Garda James McGuill said that on the date of the incident he was the driver of the garda patrol call.
“At 20.10 we got a call about a burglary on New Building Lane from the injured party who reported that a male had entered his home and had ran off when he met the injured party in an upstairs bedroom.”
Garda McGuill gave evidence that he was approached by Peter Fanning who said that he had seen Ger Barry running at speed down High Street.
Garda Aidan Fitzpatrick, who has been stationed at Kilkenny Garda Station for the past 19 years and knows Ger Barry said that he was asked to look at the garda CCTV.
“I viewed it and I saw Ger Barry enter into Key Court.”
Judge Colin Daly said that the CCTV evidence clearly identified the accused and placed him at the right time at the right place adding that he was satisfied beyond reasonable doubt that on the date in question Mr Barry did commit a burglary at 10, Key Court on New Building Lane.
The court heard that the defendant has 170 previous convictions including convictions for trespass, theft, possession/handling of stolen property, possession of drugs and burglary.
Solicitor Ed Hughes said that the offence was ‘at the lower end if the scale of seriousness’ and added that the defendant had fled the scene without any incident of violence and that nothing was taken.
“The incident happened in broad daylight,” said Mr Hughes who also told the court that his client has a long-standing addiction to heroin and on the date in question had recently been released from prison.

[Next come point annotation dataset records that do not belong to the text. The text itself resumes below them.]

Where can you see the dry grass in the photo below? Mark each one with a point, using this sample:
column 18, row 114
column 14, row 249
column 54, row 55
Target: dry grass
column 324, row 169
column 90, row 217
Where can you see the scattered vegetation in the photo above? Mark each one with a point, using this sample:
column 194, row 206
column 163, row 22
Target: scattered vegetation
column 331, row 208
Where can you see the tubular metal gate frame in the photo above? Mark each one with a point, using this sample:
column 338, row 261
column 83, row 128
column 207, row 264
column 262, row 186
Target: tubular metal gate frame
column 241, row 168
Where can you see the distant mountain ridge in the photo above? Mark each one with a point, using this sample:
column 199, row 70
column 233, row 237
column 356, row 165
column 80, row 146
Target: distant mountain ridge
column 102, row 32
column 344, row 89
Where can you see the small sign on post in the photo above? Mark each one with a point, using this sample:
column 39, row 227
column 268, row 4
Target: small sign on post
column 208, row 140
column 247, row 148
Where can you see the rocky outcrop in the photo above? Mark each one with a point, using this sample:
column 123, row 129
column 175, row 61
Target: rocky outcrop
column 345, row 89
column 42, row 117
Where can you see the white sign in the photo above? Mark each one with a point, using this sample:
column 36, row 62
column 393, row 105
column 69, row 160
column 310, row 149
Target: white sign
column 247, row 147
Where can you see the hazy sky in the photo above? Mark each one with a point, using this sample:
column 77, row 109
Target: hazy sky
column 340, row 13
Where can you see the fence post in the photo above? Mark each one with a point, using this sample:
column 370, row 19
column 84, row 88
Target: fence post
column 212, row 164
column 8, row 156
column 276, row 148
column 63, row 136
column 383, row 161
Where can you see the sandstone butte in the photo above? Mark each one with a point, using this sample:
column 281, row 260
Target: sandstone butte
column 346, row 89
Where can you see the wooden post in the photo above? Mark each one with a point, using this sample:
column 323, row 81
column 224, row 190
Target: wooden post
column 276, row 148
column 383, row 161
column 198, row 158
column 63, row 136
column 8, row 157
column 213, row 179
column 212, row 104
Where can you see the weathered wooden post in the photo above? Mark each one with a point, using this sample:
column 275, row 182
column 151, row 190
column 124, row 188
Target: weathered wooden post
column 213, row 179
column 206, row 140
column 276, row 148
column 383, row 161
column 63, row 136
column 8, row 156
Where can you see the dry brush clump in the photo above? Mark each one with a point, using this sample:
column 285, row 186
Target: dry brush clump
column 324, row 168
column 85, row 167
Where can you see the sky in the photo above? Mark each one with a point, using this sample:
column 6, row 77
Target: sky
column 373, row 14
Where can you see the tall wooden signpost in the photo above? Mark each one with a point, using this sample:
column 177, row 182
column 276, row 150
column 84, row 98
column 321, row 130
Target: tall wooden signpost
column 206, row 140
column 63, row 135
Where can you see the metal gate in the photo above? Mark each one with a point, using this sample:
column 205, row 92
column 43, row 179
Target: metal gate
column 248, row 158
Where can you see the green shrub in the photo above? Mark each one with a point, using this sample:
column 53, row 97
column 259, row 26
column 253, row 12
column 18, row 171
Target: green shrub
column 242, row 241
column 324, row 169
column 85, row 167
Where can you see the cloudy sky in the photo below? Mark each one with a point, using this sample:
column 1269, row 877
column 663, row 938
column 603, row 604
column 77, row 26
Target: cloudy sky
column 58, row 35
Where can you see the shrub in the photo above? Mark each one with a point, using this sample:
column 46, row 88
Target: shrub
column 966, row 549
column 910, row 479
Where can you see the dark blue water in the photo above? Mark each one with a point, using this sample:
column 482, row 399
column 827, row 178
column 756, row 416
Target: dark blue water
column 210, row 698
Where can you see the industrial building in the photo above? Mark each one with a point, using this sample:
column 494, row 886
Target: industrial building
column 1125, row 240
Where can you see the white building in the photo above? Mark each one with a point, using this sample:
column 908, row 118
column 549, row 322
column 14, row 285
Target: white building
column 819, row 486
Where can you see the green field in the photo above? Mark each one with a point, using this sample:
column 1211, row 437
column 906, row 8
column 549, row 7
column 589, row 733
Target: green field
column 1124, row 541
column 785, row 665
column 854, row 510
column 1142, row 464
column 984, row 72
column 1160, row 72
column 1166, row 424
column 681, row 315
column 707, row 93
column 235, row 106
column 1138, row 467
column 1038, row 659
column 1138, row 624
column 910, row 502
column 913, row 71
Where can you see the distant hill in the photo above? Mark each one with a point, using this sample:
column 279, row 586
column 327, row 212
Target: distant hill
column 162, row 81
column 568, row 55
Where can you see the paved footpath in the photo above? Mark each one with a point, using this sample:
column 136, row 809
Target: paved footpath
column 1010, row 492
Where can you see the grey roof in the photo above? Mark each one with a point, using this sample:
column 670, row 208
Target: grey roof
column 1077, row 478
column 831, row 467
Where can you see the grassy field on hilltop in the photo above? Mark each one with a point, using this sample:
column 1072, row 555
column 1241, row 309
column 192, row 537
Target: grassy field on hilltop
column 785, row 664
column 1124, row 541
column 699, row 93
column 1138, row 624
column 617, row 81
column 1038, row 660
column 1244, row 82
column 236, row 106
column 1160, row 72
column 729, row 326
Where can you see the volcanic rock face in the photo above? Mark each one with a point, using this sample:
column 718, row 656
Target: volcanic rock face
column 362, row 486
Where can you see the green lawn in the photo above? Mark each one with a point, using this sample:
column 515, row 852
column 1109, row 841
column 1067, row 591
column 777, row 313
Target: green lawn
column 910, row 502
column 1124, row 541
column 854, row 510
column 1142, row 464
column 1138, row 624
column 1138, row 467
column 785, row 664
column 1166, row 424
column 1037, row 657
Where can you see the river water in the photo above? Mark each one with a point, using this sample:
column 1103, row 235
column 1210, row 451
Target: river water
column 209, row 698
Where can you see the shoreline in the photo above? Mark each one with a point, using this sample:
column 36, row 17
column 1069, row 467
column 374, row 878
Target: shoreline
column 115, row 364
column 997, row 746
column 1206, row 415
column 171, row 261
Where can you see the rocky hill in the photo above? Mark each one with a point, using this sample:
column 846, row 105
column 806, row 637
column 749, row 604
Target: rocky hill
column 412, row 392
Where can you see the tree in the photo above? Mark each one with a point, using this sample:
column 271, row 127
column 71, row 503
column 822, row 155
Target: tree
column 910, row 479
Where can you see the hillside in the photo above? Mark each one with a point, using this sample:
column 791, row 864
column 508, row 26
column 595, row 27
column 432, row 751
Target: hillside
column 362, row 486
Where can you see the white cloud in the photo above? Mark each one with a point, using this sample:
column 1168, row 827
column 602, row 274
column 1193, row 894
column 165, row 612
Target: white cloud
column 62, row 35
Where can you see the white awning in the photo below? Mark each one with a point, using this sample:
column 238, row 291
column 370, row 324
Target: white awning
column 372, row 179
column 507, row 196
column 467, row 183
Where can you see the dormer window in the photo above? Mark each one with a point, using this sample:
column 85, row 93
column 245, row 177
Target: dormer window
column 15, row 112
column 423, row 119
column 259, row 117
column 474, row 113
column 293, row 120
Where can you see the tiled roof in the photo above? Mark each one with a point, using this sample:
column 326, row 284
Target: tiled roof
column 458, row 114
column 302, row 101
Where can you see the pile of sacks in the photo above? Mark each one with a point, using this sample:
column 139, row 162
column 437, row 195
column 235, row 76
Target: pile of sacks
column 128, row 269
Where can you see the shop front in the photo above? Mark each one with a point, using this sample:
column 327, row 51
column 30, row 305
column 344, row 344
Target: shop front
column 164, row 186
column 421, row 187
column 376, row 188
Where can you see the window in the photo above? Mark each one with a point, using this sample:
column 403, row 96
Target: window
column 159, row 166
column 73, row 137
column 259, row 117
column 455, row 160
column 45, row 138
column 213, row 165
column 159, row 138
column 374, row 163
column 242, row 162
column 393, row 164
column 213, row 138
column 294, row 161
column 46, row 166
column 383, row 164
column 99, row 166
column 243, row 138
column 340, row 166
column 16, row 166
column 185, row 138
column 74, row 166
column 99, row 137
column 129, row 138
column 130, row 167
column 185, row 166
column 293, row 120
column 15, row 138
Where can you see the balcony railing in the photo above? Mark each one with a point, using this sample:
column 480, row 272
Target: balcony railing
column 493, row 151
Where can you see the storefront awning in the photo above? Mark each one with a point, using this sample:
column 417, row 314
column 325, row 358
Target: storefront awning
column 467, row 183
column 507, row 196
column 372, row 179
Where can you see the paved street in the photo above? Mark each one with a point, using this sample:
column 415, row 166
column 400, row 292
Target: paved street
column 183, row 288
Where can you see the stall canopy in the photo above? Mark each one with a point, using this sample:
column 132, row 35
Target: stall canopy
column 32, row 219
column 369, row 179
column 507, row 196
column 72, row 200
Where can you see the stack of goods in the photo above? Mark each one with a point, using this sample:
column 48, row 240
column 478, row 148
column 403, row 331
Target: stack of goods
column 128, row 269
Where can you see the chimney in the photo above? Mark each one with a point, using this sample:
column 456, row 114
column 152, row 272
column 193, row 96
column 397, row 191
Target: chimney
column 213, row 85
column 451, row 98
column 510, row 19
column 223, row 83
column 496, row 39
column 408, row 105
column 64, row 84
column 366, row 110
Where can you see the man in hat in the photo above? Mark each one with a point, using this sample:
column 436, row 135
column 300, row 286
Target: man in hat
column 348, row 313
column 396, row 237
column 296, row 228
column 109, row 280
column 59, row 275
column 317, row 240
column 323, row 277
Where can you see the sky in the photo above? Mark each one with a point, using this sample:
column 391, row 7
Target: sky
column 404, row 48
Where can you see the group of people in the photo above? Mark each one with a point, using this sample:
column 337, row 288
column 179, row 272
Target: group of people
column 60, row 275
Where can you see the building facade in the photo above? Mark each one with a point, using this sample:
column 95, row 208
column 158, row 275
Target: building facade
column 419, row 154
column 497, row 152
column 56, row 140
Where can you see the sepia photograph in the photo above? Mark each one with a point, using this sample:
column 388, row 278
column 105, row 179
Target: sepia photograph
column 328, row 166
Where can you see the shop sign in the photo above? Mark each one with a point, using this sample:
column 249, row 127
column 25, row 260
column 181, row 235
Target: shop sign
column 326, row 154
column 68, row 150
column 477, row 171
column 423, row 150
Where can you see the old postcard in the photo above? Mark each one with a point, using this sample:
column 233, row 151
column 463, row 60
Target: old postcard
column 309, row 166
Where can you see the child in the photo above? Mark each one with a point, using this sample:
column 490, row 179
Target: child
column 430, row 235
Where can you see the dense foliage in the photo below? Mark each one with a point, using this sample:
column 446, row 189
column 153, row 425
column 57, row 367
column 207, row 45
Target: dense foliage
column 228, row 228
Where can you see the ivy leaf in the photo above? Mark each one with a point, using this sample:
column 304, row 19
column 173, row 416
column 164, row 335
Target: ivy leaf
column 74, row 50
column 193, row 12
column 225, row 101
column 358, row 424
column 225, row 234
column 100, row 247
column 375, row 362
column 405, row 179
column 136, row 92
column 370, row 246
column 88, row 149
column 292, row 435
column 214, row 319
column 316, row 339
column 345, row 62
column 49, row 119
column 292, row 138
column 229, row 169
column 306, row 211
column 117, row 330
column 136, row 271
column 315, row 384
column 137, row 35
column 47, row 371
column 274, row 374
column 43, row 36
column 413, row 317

The defendant has spent ten weeks in custody in relation to the incident.
Judge Daly remarked that the aggravating factors in the case included that the premises was occupied at the time the burglary occurred and that it happened in broad daylight. The judge sentenced Mr Barry to ten months in prison and backdated it to April 12.
He also convicted the defendant under section 3 of the Misuse of Drugs Act of having drugs in his possession for personal use. He imposed a three-month prison sentence and ordered that it run concurrently to the sentence previously imposed.